The Frenchmen are invited aboard a vessel bound for Saigon by way of the South Pacific, where they hope to investigate the monster claims; Ned is also on board as a deck hand. After a nifty musical interlude (Douglas sings “Whale of a Tale” in a scene many find at best unnecessary and at worst downright ridiculous, yet the song makes me grin every time), our heroes witness the mysterious destruction of a warship - and what looks to be the sea monster. Our heroes’ ship fires on the beast, the beast sinks the ship, and now the trio is set adrift in the ocean.

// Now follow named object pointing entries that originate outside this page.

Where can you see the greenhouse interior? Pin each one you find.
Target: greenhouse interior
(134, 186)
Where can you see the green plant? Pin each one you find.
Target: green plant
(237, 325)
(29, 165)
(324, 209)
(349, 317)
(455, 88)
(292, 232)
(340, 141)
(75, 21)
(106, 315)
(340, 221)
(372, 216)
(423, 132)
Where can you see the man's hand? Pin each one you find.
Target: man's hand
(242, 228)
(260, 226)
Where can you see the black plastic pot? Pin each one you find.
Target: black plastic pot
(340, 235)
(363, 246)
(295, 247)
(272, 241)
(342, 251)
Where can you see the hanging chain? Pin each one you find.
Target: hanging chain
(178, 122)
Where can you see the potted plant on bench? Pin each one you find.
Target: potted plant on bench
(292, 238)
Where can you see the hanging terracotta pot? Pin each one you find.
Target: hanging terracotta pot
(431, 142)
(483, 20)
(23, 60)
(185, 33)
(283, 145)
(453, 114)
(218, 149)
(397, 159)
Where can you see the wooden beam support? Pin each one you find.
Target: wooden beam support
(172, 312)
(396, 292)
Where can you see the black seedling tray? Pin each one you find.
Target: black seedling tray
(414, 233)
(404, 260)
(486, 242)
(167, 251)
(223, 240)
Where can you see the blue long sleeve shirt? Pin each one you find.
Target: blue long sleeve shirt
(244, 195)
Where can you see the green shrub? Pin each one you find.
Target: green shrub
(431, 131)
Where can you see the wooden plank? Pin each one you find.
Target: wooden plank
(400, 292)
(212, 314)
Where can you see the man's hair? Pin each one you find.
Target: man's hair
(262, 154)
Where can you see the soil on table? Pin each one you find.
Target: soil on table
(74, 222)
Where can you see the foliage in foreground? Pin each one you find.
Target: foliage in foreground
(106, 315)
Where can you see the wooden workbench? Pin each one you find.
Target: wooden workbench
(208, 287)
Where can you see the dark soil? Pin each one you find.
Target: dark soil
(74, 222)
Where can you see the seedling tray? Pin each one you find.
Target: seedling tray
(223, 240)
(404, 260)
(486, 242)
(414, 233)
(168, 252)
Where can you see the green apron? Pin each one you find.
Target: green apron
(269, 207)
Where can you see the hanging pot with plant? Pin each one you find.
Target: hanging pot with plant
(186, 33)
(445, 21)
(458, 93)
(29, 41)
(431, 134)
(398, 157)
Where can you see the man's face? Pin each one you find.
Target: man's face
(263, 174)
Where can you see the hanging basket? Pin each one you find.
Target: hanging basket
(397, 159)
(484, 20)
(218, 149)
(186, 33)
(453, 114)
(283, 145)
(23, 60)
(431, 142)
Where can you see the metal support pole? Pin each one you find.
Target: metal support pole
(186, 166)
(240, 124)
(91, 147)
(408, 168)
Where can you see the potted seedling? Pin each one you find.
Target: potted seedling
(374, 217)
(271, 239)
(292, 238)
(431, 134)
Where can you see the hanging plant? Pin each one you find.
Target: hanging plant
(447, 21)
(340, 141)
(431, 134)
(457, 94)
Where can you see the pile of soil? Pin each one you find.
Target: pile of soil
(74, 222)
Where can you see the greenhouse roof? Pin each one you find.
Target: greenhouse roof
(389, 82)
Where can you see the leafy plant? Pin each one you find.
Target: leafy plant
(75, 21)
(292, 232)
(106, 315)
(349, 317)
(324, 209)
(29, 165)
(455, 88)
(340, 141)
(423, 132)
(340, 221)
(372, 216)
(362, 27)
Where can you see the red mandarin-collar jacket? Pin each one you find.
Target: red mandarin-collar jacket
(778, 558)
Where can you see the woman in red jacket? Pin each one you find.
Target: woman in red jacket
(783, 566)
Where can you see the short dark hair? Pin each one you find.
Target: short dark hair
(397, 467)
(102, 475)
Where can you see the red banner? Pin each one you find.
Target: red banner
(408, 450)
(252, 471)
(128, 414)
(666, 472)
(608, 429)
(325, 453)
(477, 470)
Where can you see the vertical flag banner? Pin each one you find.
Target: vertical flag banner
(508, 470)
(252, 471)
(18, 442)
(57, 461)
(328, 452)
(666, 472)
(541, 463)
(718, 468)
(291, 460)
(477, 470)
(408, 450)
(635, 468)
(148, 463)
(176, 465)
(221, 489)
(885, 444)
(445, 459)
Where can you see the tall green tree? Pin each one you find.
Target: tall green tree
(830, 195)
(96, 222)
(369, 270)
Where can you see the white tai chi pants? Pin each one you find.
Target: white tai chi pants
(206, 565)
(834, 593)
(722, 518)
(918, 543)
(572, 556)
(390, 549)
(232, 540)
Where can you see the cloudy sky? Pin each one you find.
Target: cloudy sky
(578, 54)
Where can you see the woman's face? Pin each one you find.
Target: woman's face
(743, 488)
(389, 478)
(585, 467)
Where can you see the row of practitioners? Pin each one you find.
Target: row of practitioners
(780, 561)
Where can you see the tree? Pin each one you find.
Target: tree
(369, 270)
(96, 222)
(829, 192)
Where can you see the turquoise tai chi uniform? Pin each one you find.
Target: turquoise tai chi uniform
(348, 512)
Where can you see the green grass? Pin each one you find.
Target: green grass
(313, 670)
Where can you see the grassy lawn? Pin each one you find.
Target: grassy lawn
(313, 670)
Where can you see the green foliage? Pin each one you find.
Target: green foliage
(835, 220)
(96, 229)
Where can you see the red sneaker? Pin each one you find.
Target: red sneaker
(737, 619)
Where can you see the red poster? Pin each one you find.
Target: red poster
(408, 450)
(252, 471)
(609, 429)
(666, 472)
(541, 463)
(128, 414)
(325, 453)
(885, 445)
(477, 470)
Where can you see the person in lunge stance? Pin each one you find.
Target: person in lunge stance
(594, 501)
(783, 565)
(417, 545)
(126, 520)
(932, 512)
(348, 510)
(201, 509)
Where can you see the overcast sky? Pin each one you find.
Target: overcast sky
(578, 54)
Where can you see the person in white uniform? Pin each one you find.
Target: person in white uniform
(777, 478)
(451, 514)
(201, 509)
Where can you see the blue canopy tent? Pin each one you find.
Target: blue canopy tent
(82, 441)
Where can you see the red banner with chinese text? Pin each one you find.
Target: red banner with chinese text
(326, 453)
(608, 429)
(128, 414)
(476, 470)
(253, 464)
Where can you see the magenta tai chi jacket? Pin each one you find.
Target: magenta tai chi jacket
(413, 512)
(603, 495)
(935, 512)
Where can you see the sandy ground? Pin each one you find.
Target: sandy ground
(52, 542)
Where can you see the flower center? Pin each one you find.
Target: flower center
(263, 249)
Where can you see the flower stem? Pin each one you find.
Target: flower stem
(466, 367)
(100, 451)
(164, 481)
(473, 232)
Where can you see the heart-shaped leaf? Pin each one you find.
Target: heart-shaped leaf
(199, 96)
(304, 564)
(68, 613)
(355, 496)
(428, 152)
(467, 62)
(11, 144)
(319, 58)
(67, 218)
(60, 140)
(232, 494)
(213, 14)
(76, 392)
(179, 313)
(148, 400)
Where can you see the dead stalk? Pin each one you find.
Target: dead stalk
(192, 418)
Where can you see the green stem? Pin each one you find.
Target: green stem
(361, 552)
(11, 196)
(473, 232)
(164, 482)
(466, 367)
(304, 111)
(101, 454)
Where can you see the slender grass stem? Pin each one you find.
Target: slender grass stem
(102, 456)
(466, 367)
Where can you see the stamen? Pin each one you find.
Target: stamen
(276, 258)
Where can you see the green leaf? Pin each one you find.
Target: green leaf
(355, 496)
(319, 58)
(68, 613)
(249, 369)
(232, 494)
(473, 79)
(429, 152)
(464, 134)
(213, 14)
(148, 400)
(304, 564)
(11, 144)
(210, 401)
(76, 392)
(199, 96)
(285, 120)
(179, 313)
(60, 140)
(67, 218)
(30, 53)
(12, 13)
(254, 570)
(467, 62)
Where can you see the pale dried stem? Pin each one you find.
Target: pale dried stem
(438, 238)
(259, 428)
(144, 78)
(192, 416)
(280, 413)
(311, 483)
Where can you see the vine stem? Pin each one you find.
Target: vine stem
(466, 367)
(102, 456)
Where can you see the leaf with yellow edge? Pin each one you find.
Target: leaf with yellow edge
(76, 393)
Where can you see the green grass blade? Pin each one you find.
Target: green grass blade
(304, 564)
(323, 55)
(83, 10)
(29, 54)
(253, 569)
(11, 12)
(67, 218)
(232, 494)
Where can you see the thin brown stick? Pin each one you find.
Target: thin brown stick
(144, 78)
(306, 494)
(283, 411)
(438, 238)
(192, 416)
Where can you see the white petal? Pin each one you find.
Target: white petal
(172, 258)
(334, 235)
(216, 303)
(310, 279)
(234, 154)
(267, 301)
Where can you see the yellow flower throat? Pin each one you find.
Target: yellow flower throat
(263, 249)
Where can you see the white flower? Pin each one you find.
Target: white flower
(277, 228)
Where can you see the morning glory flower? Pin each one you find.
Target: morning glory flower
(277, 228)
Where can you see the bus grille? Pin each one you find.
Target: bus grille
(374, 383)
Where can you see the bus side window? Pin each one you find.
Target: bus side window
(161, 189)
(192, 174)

Of course it’s not a sea monster, but a submarine called the Nautilus, captained by the enigmatic, broodish Nemo (James Mason). Nemo, seeing Arronax as an intellectual equal, lets the three survivors live, which is fine for the professor, who’s eager to learn about Nemo’s strange, new invention, but it’s not so fine with Ned and Conseil, who see themselves less as guests and more as prisoners.
The screenplay (from Earl Felton, who had previously worked with Fleischer on the excellent “Narrow Margin”) saves its biggest thrills for the later scenes, highlighted by the now-classic battle with a giant squid, as gripping and as awe-inspiring an action sequence as you’ll ever find. It’s this scene for which “Leagues” is most famous, and it’s the first scene that often comes to mind when you ask someone about the movie.
But it’s not the only good scene, even if it’s the only truly “action” scene in the film. Fleischer and Felton are content to let the story build ever so slowly over its two hours, allowing us to get swept up in Nemo’s strange world. And so we get long, fascinating shots of underwater exploration, beautiful widescreen footage of the ocean floor that plays like an engaging travelogue.
The screenplay slowly lets the tension build little by little over each scene, as Nemo’s true intentions are revealed. He claims to be sinking warships for the better of humanity, but it seems he’s willing to kill anyone who crosses his path, purposely or otherwise. Ned and Conseil see him as a madman; Arronax is more conflicted, as how could such a great mind be so evil?
Despite the dark themes surrounding its central character, however, “Leagues” is never a menacing work. It remains mostly a lighthearted affair, with comic relief coming from Ned and Conseil’s growing friendship (the chiseled Douglas and the frumpy Lorre make a great contrasting pair) and Ned’s desire to escape. (The best of these gags comes from a brilliantly edited bit in which Ned finds himself running from a horde of cannibals.) Even in the later scenes, with Nemo in full rampage mode, resigned to suicide if need be, the film never gets overwhelmed with its darker side. Yes, it has at its heart a grim killer, but efforts are made to keep this a rollicking, breezy high seas adventure.It’s an interesting mix, but it works beautifully. “Leagues” is one of those action yarns that I’ll watch any time I need a lift, a chance to revert to boyhood dreams of sailors and sea monsters. It truly is a whale of a tale, jumpstarting Disney into a brave, new direction from which it never looked back. This is one of Disney’s best, and one of the all-time adventure greats. And that, I swear by my tattoo.